Ashlyn, the 19 year old, who attended high school online.

Micah, 21, attending community college because his parents were making him.

Josh, 20, a University student trying to make more money because he had to shut down his pot business.

Kara, 24, the mother hen of the group if you will, also her 3rd study this year. 

Kyle, age unknown, hobbies unknown.

Rick, just here to meet friends, big fan of Jewel.

Or Taylor, the sorority girl who refused to get a “real job,” because she’s always had problems with authority. Probably met most of the terrible expectations you had for a sorority girl.

Tick tock went the clock and I realized this was probably a lot bigger than just a “medical test.” This was a human test, a societal test, a test of survival.
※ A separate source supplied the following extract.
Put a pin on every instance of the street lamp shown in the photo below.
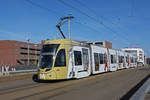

Shortly after introductions, we were separated into the men and womens sleeping quarters to claim our bunks. It was just like it sounded, a giant room with rows and rows of bunkbeds. Similar to “open air” in my sorority house, except a lot more depressing and unsafe feeling.

As I began to unpack my overnight bag to put into the padlocked drawer, a deep deed sense of dread set over me. I had made a terrible, life altering mistake. One I will never forget.

I had only packed one shower flip flop. CUE ALARM BELLS. My heart started to pound, my hands grew clammy, and I could just feel my feet starting to itch.

And with that, I quietly dressed myself from head to toe, socks and sweatshirt hood on, pulled the paper like sheet back on my bunk, and settled in for a nice anxiety induced slumber. The thought I’d been refusing to admit finally surfaced, I wanted to be the patient sent home.

I could not handle this. I was not strong enough.

I really didn’t need a milli. I needed to leave.